54. Pyrimidine metabolism

Question 1

Nomenclature of pyrimidines

Answer 1

Base: cytosine, thymine, uracil, orotic acid.
NucleoSIDE: cystidine, uridine, thymidine.
NucleoTIDE: CMP, TMP, UMP.

Question 2

Synthesis of pyrimidine

Answer 2

1) Glu+HCO3+2ATP–>carbamoyl phosphate (by CPS-2; activated by ATP&PRPP).
2) CP+aspartate–> carbamoyl aspartate (by aspartate transcarbamylase).
3) Carbamoyl aspartate –> dihydroorate (by dihydrooratase).
* **1-3 done by multifunctional enzyme CAD.
4) Dihydroorate–>orotate (by dihydroorotate DH)
5) Orate + PRPP –> OMP (by orotate phosphoribosyl transferase)
6) OMP –> UMP (by OMP decarboxylase; inhibited by UMP).
* **5-6 done by UMP synthetase
7) (UMP–>)UTP + ATP + gln–> CTP + ADP + glu (by CTP synthetase)

Question 3

Synthesis of dNT

Answer 3

NDP + reduced thioredoxin –> dNDP + oxidized thioredoxin (by nucleotide reductase; inhibited by dATP, activated by ATP).
Oxidized thioredoxin is reduced by NADPH.

Question 4

Synthesis of TMP

Answer 4

dUMP + 5,10-methylene-THF –> TMP+odixized dihydrofolate (by thymidylate synthase).
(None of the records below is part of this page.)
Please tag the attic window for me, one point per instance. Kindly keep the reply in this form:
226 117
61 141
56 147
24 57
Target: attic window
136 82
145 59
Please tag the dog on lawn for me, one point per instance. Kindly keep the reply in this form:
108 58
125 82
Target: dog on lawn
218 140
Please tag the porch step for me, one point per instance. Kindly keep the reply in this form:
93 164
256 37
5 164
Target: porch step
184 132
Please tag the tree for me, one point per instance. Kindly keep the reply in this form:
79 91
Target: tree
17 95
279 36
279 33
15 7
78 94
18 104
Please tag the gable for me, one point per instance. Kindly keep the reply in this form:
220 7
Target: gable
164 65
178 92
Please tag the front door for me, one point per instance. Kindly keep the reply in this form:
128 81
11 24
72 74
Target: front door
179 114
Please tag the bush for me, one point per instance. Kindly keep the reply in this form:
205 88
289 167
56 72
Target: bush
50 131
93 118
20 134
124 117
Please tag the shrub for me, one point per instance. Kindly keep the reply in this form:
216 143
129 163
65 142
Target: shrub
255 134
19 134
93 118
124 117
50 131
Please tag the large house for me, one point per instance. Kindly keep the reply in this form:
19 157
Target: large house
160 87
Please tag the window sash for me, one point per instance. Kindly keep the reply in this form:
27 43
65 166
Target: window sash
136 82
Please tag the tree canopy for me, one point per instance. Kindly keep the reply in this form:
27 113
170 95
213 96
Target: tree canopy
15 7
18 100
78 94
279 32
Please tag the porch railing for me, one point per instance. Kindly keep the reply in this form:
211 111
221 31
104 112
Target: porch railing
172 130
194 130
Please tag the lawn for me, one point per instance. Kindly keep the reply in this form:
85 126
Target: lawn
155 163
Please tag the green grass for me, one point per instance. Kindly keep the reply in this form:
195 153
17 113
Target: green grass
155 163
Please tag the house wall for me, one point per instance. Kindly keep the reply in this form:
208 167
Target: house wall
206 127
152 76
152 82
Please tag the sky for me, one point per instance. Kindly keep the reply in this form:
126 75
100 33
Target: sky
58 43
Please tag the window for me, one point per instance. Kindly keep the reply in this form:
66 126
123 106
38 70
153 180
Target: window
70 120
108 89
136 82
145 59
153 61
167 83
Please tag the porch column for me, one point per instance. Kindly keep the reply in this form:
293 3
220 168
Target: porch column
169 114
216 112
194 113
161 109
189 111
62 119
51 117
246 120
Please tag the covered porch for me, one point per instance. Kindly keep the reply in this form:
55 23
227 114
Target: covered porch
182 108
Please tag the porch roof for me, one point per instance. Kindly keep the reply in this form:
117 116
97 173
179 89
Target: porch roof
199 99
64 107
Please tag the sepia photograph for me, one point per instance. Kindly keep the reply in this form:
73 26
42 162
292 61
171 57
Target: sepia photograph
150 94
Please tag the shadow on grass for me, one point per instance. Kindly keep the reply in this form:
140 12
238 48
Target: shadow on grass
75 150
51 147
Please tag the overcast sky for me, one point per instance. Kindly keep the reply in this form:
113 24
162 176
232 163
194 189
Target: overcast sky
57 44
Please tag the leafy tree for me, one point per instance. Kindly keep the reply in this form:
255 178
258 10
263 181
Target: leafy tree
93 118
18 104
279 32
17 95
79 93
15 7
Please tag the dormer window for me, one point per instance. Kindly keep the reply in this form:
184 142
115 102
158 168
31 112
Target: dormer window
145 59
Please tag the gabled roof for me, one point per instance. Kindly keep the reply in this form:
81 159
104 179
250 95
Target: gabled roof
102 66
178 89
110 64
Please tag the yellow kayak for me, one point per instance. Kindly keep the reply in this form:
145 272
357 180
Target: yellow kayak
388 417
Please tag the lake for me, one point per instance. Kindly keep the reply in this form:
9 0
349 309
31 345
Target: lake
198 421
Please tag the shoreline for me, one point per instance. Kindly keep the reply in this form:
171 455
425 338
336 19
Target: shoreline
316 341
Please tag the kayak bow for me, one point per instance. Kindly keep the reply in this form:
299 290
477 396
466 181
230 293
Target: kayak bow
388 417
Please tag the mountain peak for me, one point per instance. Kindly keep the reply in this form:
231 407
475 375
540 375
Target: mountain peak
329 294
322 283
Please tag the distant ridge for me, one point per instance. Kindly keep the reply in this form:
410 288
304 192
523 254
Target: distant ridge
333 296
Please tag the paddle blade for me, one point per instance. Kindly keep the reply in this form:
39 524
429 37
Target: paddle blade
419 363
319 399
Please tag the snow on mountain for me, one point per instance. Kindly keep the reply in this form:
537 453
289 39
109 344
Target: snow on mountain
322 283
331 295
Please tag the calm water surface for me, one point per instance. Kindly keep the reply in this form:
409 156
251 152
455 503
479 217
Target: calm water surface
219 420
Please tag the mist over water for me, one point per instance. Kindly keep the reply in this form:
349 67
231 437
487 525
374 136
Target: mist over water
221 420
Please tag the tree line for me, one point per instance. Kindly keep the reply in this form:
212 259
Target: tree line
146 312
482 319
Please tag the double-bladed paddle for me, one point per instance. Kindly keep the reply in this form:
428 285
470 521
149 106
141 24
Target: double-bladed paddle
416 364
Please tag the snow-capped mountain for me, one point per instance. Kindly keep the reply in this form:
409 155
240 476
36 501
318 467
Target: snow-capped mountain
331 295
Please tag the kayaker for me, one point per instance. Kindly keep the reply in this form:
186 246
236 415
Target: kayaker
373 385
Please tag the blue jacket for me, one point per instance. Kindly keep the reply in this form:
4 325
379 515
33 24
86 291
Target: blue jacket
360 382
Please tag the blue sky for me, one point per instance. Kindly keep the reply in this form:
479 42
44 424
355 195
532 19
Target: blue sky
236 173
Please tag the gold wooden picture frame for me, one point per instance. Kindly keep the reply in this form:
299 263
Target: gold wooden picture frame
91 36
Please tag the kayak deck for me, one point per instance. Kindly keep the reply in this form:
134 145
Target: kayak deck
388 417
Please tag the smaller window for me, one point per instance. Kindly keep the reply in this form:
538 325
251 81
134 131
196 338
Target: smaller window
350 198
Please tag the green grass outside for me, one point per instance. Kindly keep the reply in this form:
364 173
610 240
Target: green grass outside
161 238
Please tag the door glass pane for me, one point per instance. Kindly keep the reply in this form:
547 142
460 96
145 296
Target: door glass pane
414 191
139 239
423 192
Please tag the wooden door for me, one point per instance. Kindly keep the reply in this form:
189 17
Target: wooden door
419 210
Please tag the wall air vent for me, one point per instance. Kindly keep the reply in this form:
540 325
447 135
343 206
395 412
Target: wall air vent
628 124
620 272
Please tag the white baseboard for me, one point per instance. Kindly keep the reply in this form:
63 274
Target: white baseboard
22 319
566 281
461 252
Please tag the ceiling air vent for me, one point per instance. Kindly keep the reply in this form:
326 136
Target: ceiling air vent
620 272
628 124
Oxidized dihydrofolate becomes THF (dihydrofolate reductase + NADPH).

Question 5

Salvage pathway for pyrimidine

Answer 5

uridine-cystidine kinase: nucleoside–>nucleotide.

Question 6

Degradation pathway for pyrimidine

Answer 6

Pyrimidine rings cleaved and degraded into soluble structures.

Question 7

Drug targets for pyrimidines

Answer 7

1. 5-FU. competitively inhibits thymidylate synthase (dUMP–>TMP). Inhibits DNA synthesis (chemotherapy for tumors).
2. Methotrexate and aminopterin. Folate analogs that competitively inhibit dihydrofolate reductase. can’t form THF.
3. Nucleoside analogs: AZT inhibits HIV reverse transcriptase (thymine analog)
4. Sulfoamides: bacterial folate synthesis inhibitor.